When it comes to finding a way to stop carpenter bees from attacking the wood buildings around our farm, we have somewhat become experts by default.
With nearly every structure at Old World Garden Farms built from wood, carpenter bees have always been a huge concern.
We learned that quickly some 8 years ago, when we built our first barn. Within 2 weeks of the framework going up, they had already begun to drill perfect holes in many of the rafters.
And knowing we would soon be siding the entire barn in wood, it scared us to death!
What Is A Carpenter Bee?
Carpenter bees look much like bumblebees, but without any hair on their stomachs.
Unlike bumblebees, which live in nests and colonies in the ground, carpenter bees shelter by themselves, and rear their young in holes drilled into the wood.
Much like with honeybee hives, it is the female carpenter bee that does the majority of the work. Including drilling out the holes for their nest.
The tell-tale sign of carpenter bees being present is a bit of sawdust on the ground, and a perfectly drilled hole nearby.
In fact, it is actually quite amazing just how perfect their wood drilling can be. It is a shame I can’t harness their power. I could literally throw away all of my 1/2 to 3/4″ drill bits!
But contrary to popular belief, carpenter bees are not “eating” the wood. Instead, they are creating shelter and a place to lay their larva.
Carpenter bees often return and use the same wood and space each season. And if left unchecked, they can hurt not only the appearance of a structure, but it’s safety.
So how do you stop carpenter bees?
Well, for us, ever since we first noticed their damage in our barn 8 years back, we employed a few natural techniques that have worked wonders to stop carpenter bees in their tracks.
And best of all, with near 100% effectiveness! So we though we would share four of those top tips with today’s article.
4 Ways To Stop Carpenter Bees Naturally
#1 Staining / Painting
Carpenter bees prefer untreated and unstained wood. So the first line of defense is to never leave wood untreated.
If you want to keep wood in it’s natural state, at the very least, apply a high quality clear sealer to help seal the wood.
For us, paint has helped slow them, but it is the stain that has completely stopped their damage.
Our house, garage, barn, pavilion and pergola are all stained with Thompson’s semi-transparent or solid stain. In addition, we used two other brands of stains on the cabin this spring as well.

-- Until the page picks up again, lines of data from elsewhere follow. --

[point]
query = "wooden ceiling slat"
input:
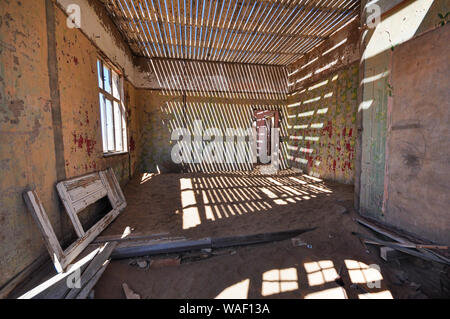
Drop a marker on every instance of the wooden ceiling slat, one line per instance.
(242, 31)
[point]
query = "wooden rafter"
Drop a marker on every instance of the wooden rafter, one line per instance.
(242, 31)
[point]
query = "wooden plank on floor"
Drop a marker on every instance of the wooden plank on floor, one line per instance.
(256, 238)
(135, 236)
(155, 248)
(84, 293)
(93, 268)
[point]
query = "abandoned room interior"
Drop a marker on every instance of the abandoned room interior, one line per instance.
(214, 149)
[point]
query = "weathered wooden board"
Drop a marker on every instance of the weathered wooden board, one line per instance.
(90, 272)
(77, 194)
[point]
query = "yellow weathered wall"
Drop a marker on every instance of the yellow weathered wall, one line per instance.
(27, 157)
(27, 130)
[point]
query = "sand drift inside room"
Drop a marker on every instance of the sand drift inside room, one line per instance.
(224, 149)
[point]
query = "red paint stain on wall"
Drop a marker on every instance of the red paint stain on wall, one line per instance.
(132, 144)
(329, 129)
(80, 142)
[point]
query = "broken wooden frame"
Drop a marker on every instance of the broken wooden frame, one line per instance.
(77, 194)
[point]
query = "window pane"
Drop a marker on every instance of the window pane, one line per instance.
(116, 86)
(99, 73)
(103, 122)
(124, 130)
(107, 77)
(118, 126)
(109, 125)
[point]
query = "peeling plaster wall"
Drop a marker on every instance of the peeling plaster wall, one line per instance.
(28, 135)
(98, 27)
(323, 127)
(322, 108)
(377, 91)
(27, 152)
(418, 138)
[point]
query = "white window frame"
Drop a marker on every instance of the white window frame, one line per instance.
(117, 143)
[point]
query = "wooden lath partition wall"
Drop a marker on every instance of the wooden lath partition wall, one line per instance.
(253, 31)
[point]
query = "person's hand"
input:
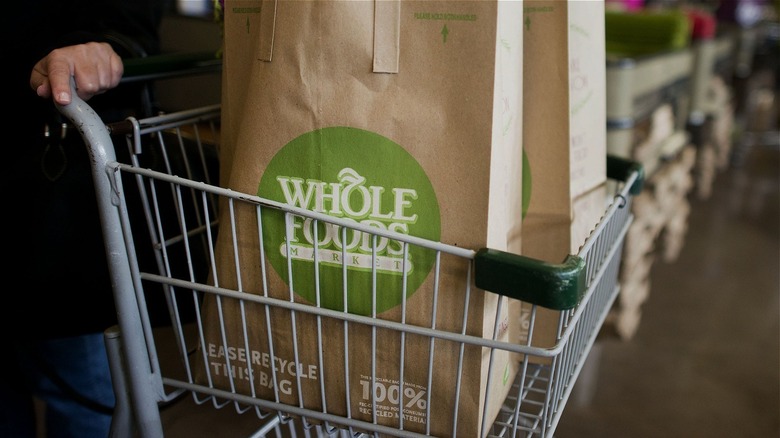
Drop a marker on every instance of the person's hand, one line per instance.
(95, 66)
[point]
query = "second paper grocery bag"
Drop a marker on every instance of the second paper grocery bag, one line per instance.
(564, 136)
(399, 115)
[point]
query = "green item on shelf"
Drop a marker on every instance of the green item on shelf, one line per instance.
(646, 32)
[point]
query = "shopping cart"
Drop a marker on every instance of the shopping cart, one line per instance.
(180, 198)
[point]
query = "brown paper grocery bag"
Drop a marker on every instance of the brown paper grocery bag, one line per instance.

And as amazing as it sounds, not one of those structures has a single hole drilled into it from a carpenter bee!
In areas where we have used paint, there have been a few cases of holes. But they have been few and far between.
It is certainly enough for us to always make sure our wood is covered in some way!
It is one of the reasons we quickly stained all of our DIY Adirondack Chairs around the farm. And yes, they have stayed completely free of damage as well.
#2 Noise, Vibration, And A Little Music
As crazy as it sounds, music, vibration, or any type of noise works wonders to keep carpenter bees from drilling as well.
Before we had a chance to stain the cabin this spring, we noticed a few holes drilled into the bare wood in the front porch ceiling.
Until we could get to it, a bit of music from a radio and a few chimes worked well to stop the carpenter bees from causing any further damage.
And now that it is stained, problem solved!
#3 Citrus Oil
When you do find the first signs of a hole, citrus oil sprayed into the hole will help keep the bees from nesting. Product Link : Citrus Oil Concentrate
Much like with all insects, carpenter bees hate the smell of citrus oil. It serves as a perfect natural repellent!
#4 Fill The Holes!
Last but not least, when you do find damage, repair the holes with wood putty / wood filler quickly.
Since it will be used on wood outside, be sure to use an exterior wood filler that will hold up to the elements.
Clean out any larva, and fill holes immediately to keep the young from hatching and becoming next year’s problem.
Patching also keeps the bees from coming back in subsequent years.